Sorotan utama tentu tertuju pada Kevin De Bruyne yang kini berseragam Napoli, hanya tiga bulan setelah meninggalkan City usai 10 tahun penuh kejayaan dengan 19 trofi, termasuk UCL 2023.
Ini menjadi pertemuan pertama kedua tim sejak fase grup 2017-2018. Kala itu, City menyapu bersih dua laga dengan agregat 6-3.
The Citizens sempat goyah usai kalah beruntun di Premier League dari Tottenham dan Brighton. Namun, mereka bangkit dengan kemenangan telak 3-0 atas rival sekota, Manchester United pada akhir pekan lalu.
Phil Foden membuka skor, lalu Erling Haaland mencetak dua gol tambahan untuk memastikan pesta kemenangan. Laga itu juga penuh emosi karena dipersembahkan untuk mengenang Ricky Hatton, ikon tinju asal Manchester yang meninggal dunia.
Pep Guardiola berharap kemenangan derby bisa jadi titik balik. Meski akhir pekan nanti City sudah ditunggu Arsenal, fokus penuh kini tertuju pada perjalanan ke-15 beruntun di Liga Champions.
Sebagai juara 2023, The Citizens tentu tak ingin mengulang kegagalan musim lalu ketika hanya finis peringkat 22 fase liga sebelum disingkirkan Real Madrid.

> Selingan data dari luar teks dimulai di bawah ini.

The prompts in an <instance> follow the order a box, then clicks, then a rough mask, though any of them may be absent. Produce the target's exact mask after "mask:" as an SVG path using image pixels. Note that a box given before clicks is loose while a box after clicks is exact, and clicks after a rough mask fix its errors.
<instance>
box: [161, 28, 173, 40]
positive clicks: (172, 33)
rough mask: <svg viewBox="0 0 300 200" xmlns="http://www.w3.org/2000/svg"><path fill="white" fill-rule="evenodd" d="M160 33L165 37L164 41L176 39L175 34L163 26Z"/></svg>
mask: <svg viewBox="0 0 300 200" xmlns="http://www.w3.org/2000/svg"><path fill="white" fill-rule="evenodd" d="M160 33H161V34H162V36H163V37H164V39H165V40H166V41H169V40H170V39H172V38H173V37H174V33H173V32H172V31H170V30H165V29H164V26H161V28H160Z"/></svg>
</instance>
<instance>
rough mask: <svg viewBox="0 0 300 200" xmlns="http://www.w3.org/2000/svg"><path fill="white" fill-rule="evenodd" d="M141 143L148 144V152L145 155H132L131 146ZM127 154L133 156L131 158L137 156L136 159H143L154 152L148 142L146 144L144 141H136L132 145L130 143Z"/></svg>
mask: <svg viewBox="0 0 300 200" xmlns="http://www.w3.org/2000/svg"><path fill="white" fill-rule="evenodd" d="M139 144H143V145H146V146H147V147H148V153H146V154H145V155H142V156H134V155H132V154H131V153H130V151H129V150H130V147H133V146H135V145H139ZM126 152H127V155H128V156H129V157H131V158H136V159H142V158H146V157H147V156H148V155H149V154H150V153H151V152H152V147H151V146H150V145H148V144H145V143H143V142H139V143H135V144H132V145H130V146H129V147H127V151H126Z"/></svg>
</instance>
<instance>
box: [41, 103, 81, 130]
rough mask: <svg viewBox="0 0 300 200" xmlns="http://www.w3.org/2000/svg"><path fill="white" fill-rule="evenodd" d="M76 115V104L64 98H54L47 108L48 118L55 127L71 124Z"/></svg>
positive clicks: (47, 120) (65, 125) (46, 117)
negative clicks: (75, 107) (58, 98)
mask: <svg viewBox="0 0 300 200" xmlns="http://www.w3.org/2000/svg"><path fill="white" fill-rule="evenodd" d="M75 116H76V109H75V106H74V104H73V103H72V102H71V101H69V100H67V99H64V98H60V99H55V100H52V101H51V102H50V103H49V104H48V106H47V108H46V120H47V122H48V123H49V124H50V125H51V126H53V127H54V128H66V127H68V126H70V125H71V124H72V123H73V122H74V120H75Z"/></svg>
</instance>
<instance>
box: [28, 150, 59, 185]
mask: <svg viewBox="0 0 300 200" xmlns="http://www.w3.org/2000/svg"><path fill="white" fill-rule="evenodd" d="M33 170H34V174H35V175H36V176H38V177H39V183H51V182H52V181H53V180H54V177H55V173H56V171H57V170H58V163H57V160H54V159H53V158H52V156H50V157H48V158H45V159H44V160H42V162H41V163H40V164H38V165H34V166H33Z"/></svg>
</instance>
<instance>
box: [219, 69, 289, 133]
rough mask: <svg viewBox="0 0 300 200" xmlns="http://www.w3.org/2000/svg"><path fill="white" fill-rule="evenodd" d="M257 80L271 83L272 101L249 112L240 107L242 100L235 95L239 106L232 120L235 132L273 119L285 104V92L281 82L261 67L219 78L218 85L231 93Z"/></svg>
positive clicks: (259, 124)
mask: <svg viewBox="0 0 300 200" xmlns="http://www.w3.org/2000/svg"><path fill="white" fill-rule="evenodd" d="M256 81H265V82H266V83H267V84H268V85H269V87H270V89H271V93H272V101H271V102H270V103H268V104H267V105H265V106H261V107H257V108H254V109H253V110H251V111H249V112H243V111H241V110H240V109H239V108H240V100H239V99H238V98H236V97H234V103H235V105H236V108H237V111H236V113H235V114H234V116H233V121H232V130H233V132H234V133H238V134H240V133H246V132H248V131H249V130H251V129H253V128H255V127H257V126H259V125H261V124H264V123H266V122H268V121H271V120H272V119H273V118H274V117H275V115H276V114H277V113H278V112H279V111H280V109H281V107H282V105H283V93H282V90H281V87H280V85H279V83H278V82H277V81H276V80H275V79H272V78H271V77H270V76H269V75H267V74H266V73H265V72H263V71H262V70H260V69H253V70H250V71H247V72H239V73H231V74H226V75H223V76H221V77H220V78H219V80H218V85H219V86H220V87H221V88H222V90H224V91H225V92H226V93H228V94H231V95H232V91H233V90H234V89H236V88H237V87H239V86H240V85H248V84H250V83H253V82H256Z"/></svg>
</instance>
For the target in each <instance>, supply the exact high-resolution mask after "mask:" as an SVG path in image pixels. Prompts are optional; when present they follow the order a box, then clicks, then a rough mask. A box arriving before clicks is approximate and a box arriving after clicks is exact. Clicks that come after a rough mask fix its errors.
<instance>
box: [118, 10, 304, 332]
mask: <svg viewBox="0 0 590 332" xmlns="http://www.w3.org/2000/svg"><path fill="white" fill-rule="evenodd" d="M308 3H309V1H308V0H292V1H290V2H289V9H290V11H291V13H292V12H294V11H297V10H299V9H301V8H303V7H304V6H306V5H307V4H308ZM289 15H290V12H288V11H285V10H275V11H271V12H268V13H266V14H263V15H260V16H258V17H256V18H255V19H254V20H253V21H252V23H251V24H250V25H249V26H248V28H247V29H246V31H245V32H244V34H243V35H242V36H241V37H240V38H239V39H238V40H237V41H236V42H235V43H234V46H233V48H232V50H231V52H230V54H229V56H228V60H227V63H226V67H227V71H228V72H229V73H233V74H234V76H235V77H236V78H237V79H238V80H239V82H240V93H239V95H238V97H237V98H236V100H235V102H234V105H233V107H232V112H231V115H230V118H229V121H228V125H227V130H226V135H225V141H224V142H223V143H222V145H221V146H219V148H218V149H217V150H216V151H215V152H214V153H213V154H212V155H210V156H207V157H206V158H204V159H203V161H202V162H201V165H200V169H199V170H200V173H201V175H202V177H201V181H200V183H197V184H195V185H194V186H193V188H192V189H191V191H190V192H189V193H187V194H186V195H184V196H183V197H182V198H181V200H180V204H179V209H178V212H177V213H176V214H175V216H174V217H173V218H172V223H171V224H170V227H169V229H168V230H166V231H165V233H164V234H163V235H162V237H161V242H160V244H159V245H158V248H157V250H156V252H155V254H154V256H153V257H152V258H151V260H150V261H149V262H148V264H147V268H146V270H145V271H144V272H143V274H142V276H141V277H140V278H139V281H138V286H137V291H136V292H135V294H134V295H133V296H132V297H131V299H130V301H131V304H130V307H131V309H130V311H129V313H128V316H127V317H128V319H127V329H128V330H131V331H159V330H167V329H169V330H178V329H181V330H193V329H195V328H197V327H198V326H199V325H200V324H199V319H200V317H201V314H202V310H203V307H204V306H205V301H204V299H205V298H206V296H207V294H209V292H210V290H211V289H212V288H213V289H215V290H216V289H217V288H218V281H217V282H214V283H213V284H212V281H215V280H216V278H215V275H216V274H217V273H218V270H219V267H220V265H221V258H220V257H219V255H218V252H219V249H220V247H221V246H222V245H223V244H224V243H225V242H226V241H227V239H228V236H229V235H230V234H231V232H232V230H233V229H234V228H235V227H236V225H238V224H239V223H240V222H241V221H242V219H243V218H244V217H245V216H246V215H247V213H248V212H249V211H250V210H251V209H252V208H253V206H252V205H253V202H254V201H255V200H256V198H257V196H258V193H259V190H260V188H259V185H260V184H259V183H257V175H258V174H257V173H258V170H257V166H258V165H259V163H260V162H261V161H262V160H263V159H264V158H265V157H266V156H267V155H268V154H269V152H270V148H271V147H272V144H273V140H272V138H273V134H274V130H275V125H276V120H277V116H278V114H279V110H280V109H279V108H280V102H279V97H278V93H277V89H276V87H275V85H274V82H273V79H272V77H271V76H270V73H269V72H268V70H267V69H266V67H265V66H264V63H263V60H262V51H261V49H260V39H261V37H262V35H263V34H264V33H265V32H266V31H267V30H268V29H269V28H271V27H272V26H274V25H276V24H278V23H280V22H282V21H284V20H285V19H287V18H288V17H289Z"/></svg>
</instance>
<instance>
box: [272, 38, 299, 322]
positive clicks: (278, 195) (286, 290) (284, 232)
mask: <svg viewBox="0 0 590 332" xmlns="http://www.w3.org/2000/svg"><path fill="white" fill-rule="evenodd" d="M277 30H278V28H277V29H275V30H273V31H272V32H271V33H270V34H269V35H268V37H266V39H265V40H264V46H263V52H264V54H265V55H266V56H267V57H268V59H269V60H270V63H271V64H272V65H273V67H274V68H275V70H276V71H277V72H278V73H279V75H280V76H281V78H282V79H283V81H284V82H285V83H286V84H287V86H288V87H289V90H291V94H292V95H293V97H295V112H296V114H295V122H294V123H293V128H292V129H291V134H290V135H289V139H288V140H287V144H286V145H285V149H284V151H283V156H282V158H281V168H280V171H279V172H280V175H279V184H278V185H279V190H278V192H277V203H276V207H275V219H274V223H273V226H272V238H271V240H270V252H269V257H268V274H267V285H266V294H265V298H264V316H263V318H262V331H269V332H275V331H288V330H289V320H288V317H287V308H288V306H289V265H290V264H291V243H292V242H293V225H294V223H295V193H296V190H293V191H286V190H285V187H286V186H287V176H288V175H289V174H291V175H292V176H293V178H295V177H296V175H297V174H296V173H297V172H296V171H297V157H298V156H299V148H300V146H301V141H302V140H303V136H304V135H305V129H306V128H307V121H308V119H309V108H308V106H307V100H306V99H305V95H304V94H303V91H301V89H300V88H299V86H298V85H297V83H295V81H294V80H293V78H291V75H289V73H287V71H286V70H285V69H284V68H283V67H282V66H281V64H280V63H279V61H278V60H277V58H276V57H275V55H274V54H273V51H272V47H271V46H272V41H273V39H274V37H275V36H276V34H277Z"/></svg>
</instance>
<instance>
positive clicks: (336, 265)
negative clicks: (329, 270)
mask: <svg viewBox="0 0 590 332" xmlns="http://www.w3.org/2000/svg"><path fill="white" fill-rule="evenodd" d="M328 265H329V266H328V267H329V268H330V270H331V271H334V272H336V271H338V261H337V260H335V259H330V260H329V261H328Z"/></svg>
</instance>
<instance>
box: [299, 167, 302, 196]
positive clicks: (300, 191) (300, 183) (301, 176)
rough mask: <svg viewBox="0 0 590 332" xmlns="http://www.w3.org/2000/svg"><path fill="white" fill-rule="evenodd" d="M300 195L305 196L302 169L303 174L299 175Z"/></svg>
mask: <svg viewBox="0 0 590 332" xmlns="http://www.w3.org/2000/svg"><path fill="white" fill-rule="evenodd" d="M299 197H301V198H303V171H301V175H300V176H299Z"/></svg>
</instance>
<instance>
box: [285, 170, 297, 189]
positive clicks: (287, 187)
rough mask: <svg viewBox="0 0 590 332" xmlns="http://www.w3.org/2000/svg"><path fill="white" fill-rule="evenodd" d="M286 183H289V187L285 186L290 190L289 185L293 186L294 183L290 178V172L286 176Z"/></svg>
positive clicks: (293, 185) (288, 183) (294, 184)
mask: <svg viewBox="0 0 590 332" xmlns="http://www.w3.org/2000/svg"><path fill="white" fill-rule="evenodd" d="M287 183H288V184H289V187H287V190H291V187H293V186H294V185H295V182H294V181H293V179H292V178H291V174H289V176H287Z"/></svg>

Meski kalah 4 dari 5 laga terakhir di Eropa, City punya catatan kandang menakutkan: tak terkalahkan dalam 21 laga fase grup di Etihad (18 menang, 3 imbang).
Sementara itu, Napoli datang dengan kepercayaan diri tinggi. Tim asuhan Antonio Conte sukses mempertahankan gelar Serie A 2024-2025, dan musim ini langsung tancap gas dengan tiga kemenangan beruntun atas Cagliari, Sassuolo, dan Fiorentina.
Dua rekrutan anyar langsung nyetel. Kevin De Bruyne mencetak gol penalti, lalu Rasmus Hojlund menandai debutnya dengan gol cepat dalam kemenangan 3-1 atas Fiorentina.
Meski demikian, Conte memperingatkan timnya agar tidak lengah, terutama di menit-menit akhir setelah Fiorentina sempat memperkecil skor.
Secara statistik, Napoli cukup solid dengan hanya tiga kekalahan dari 18 laga fase grup terakhir (11 menang, 4 imbang). Namun, catatan tandang ke Inggris masih buruk: 0 kemenangan dari 12 lawatan (3 imbang, 9 kalah).